After the Flood (1957)
The terror, which would not end for another twenty-eight years—if it ever did end—began, so far as I know or can tell, with a boat made from a sheet of newspaper floating down a gutter swollen with rain.
The boat bobbed, listed, righted itself again, dived bravely through treacherous whirlpools, and continued on its way down Witcham Street toward the traffic light which marked the intersection of Witcham and Jackson. The three vertical lenses on all sides of the traffic light were dark this afternoon in the fall of 1957, and the houses were all dark, too. There had been steady rain for a week now, and two days ago the winds had come as well. Most sections of Derry had lost their power then, and it was not back on yet.
A small boy in a yellow slicker and red galoshes ran cheerfully along beside the newspaper boat. The rain had not stopped, but it was finally slackening. It tapped on the yellow hood of the boy’s slicker, sounding to his ears like rain on a shed roof . . . a comfortable, almost cozy sound. The boy in the yellow slicker was George Denbrough. He was six. His brother, William, known to most of the kids at Derry Elementary School (and even to the teachers, who would never have used the nickname to his face) as Stuttering Bill, was at home, hacking out the last of a nasty case of influenza. In that autumn of 1957, eight months before the real horrors began and twenty-eight years before the final showdown, Stuttering Bill was ten years old.

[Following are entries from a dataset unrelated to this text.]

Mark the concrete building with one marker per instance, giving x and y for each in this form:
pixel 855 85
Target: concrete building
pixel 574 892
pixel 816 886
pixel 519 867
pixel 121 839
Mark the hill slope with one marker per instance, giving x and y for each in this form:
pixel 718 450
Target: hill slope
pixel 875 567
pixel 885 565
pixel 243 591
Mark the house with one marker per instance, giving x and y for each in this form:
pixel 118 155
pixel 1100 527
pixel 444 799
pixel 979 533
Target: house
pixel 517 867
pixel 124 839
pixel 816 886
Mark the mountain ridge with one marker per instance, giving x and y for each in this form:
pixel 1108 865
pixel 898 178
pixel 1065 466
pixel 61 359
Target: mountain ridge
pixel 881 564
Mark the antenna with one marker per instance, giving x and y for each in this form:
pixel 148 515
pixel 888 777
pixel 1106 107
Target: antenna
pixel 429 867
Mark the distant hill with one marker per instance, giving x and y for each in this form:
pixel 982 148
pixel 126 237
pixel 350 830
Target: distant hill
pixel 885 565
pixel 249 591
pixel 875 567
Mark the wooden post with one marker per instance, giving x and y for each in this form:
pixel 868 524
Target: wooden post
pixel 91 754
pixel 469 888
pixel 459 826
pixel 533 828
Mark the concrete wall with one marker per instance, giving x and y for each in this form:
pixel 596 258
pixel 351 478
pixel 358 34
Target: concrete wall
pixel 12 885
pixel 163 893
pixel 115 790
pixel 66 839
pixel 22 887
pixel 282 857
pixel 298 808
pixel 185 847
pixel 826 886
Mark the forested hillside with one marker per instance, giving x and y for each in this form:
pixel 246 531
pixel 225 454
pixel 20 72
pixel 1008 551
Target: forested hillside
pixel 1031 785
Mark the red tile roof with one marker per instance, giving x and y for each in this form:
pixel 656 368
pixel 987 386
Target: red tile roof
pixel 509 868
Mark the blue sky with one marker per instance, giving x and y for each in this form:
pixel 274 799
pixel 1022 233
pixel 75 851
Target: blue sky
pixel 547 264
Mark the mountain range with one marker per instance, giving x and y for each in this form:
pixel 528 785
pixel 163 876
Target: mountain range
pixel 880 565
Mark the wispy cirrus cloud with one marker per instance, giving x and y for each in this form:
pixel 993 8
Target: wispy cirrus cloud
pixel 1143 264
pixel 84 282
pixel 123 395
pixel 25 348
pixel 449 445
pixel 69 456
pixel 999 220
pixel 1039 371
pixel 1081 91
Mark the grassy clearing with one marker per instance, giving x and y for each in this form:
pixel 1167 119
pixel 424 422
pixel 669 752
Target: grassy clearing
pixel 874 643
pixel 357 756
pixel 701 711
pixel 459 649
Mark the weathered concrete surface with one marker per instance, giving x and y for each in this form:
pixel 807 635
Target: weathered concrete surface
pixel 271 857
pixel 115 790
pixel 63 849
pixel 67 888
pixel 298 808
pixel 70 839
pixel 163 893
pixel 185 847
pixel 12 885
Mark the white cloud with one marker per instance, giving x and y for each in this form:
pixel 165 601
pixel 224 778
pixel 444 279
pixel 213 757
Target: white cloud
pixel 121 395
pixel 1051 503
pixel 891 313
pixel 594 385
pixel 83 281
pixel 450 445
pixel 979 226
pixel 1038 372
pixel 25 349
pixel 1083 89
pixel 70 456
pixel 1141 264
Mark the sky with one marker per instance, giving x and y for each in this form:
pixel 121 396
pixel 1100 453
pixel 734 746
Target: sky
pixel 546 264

Bill had made the boat beside which George now ran. He had made it sitting up in bed, his back propped against a pile of pillows, while their mother played Für Elise on the piano in the parlor and rain swept restlessly against his bedroom window.
About three-quarters of the way down the block as one headed toward the intersection and the dead traffic light, Witcham Street was blocked to motor traffic by smudgepots and four orange sawhorses. Stencilled across each of the horses was DERRY DEPT. OF PUBLIC WORKS. Beyond them, the rain had spilled out of gutters clogged with branches and rocks and big sticky piles of autumn leaves. The water had first pried fingerholds in the paving and then snatched whole greedy handfuls—all of this by the third day of the rains. By noon of the fourth day, big chunks of the street’s surface were boating through the intersection of Jackson and Witcham like miniature white-water rafts. By that time, many people in Derry had begun to make nervous jokes about arks. The Public Works Department had managed to keep Jackson Street open, but Witcham was impassable from the sawhorses all the way to the center of town.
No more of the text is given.